Now, this institute is going to lay primary emphasis on post-graduate studies. As I have just said, it is said that today, up till now we have had to depend on scholarships, whether Governmental or from abroad such as the Rockefeller Foundation is good enough to give us, to send a few chosen representatives of the medical profession to outside countries to get their post-graduate studies in the various limbs of the medical profession. I have always felt that it would be even much better for us if we could give the same knowledge as these young men and women acquire by going abroad in our own country. Further, if we have an Institute of this nation, we shall thereby be able to control the standard of education; we shall be even able to make changes in the curriculum of our medical education and thereby give not only to this country but also, through our country, tot eh world, something different --- something that we from our rare experiences will be able to find as we go along this exploratory path of progress. As I have often said, it has been one of my cherished dreams that an institute of this nature should come into being and that through it we may be able to serve our own people better, especially the people who live in our villages. Ours education institutions have up till now been always located in the cities. This is also being located in Delhi -- you may say a city -- but we are going to have village hospitals.

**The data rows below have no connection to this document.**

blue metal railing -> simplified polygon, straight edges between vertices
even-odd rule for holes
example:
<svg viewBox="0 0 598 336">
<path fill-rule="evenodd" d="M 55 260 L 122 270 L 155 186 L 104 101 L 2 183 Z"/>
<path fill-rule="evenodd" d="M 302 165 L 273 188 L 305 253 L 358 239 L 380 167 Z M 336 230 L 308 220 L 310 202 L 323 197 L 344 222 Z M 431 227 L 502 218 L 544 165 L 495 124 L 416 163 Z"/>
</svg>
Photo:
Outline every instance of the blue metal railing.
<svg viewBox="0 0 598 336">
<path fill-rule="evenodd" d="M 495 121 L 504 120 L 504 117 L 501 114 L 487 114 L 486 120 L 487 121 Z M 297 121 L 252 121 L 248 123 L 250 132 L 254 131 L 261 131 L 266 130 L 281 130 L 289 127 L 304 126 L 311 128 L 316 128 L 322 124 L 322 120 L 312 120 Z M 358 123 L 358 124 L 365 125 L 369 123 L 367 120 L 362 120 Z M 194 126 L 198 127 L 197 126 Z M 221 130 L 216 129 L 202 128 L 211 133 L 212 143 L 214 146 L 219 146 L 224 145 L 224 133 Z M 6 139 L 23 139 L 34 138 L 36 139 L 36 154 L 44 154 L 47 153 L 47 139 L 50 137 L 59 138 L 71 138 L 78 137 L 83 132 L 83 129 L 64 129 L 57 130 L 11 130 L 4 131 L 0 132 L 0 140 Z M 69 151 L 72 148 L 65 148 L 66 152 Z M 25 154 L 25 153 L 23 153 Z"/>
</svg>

When I refer to medical education, I refer to modern medical education. At the very outset, I would like to say that perhaps there might be a little confusion in the minds of some Members of this House, as there certainly was in the minds of the Members of the Lok Sabha, that because this Institute is called the All-India Institute of Medical Sciences, it should also include sciences other than modern medicine. I have to say that if I had not been given a very large sum of money, a million and a quarter pounds, by the New Zealand Government under the Colombo Plan, to start an Institute of modern medicine, I should probably never have been able to get our Government to give me that amount of money to start with. This is not a new scheme. it has been before both Houses because money for it has been budgeted over the last four years. There have been same delays in starting it but there was no question ever of this Institute being anything except one for developing sciences which are allied to modern medicine.
Now, Modern medicine includes ever so many sciences which, with the dynamic progress which this science makes, are increasing in number every day. I go further and say that what modern medicine constitutes today, is the sum total of all the knowledge gleaned through all the long years lived on this early, as far as we can know, and just as I have no doubt that in the old days the Arab world called their science Unani, that is to say, they too it from Greece, and probably ancient Greece and ancient India had contacts too. I have no doubt either that modern medicine in the initial stages took a great deal from Ayurveda or that science of life as propounded by our ancients. But there is no doubt also that Ayurveda remained static. We should do all in our power now to revise Ayurveda and through Ayurveda give what it has to give to enrich the broad stream of modern medicine, which we have accepted as the basic means of giving relief to our people in this country. WE cannot in this one vital science go backward or remain static or say that we will not progress with the rest of the world.
Even when we were discussing the Red Cross bill one Member said that it was too modern, it was too Western. But surely in the world in which we line, we must take everything that is good from every part of the world. We cannot live to ourselves.